Entre Brigitte, la sanguinaria, y la soldado England

Aparecida en la revista Piel de Leopardo, integrada a este portal.

foto“¡Honor a las mujeres! Entrelazan y entretejen rosas celestiales en nuestra vida terrestre”.

Federico Schiller (1759-1805).

El primer pensamiento que cruzó mi mente cuando vi las fotos de las torturas en Abu Ghraib y de Lynndie England con una traílla para perro atada al cuello de un prisionero iraquí desnudo fue: “Brigitte, la sanguinaria” (o Krwawa Brygida, como la llamaban los reclusos polacos), que era Hildegard Lächert, una celadora austríaca del campo de concentración Maidanek, uno de esos recintos de la muerte tristemente célebres que la SS alemana estableció entre 1941 y 1944.

Maidanek estaba dividido en dos; una sección para varones -prisioneros de guerra soviéticos, judíos y otros hombres de 28 naciones con 54 nacionalidades- y el Campo de mujeres, donde mujeres y niños eran custodiados, “seleccionados” y asesinados por otras mujeres.

De los 500.000 seres humanos encarcelados en Maidanek, 250.000 fueron finalmente asesinados o seleccionados para las cámaras de gas -en menos de 3 años-; entre ellos 100.000 mujeres. De mayo a septiembre de 1943, durante las así llamadas acciones infantiles, los niños fueron separados de sus madres. Fueron asesinados, el destino de las madres fue el trabajo forzado.

En los casos en que no pudieron separar a la madre del niño, la madre fue gaseada junto con su hijo. Varias -sádicas- mujeres de la SS ejercieron su cometido en el “campo de mujeres”. Dos de las peores fueron Hilde Lächert (Brigitte, la sanguinaria) y Hermine Braunsteiner-Ryan, que terminó por ser atrapada en Nueva York por Simon Wiesenthal en los años 60.

En 1975 -treinta y cinco años después de la guerra- estas dos mujeres, junto con varios otros celadores de Maidanek fueron juzgados en el denominado Juicio Maidanek en Dusseldorf (1975-1981). El juicio más prolongado en la historia legal alemana.

Brigitte, la sanguinaria

fotoEl hecho más inquietante sobre Hildegard Lächert es que ni siquiera era nazi sino simplemente sádica. La joven austriaca no estaba en el NSDAP -partido nazi- cuando se unió al equipo de la SS en el campo de mujeres de Maidanek a los 22 años.
Janina Latowitcz, testigo en el Juicio Maidanek dijo: “Era como una bestia, sedienta de sangre”. Cuando llegó a ser celadora en Maidanek, Lächert tenía dos hijos pequeños. A pesar de ello trató a los niños en el campo con un odio especial.

Lächert era el “azote sádico del campo” como la definió un testigo. Sus antiguas víctimas la describen como una muchacha “muy hermosa”. Henryka Ostrowska: “… cuando hablaba con los hombres de la SS o sus colegas, era muy divertida y encantadora. Pero cuando hablaba con nosotros y nos golpeaba, (su) cara era horrible.

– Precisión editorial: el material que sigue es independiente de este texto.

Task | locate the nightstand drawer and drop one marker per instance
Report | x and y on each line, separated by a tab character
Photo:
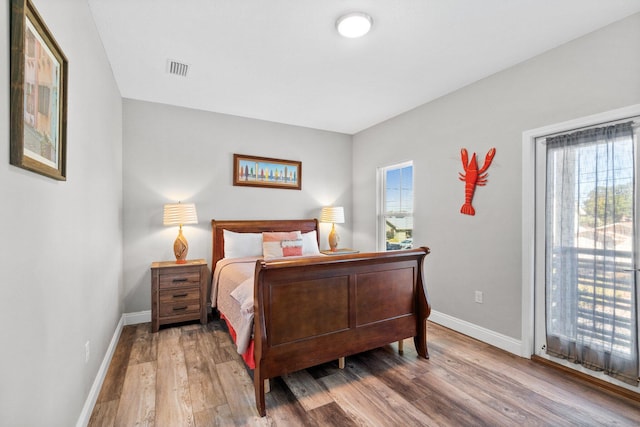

No era la cara de una mujer”. Su apodo “Brigitte la sanguinaria” resultó de su hábito de azotar a las mujeres hasta la carne viva.

La yegua que patea

La segunda mujer procesada por su conducta sádica en Maidanek fue Hermine Braunsteiner-Ryan. Allí solía llevar botas con tacos de acero con las que golpeaba a las reclusas. Hermine Braunsteiner nació en 1919 en una familia acomodada en Viena. En su juventud soñó con ser enfermera. A principios de los años 40 trabajó en la fábrica de aviones Heinkel en Berlín. Dejó ese trabajo para ser guardiana en un campo de concentración -por la mejor paga-.

Fue entrenada en el campo de concentración Ravensbruck cerca de Berlín. Allí llegó a ser bien conocida porque pateaba a las ancianas hasta matarlas. En octubre de 1942, esta muchacha rubia, de ojos azules, de 23 años, fue trasferida a Maidanek en las afueras de Lublin, en Polonia ocupada por Alemania. Allí ascendió a asistente de guardiana bajo Elsa Erich junto con otras cinco mujeres. Participó en “selecciones” de mujeres y niños para las cámaras de gas y golpeó con su látigo hasta matarlas a varias mujeres. Incluso mató mujeres a patadas.

En marzo de 1944, ordenaron que Hermine volviera a Ravensbruck donde ascendió a supervisora de guardianas en el subcampo Genthin de Ravensbruck. En mayo de 1945, Hermine escapó del campo antes de la llegada del Ejército Rojo.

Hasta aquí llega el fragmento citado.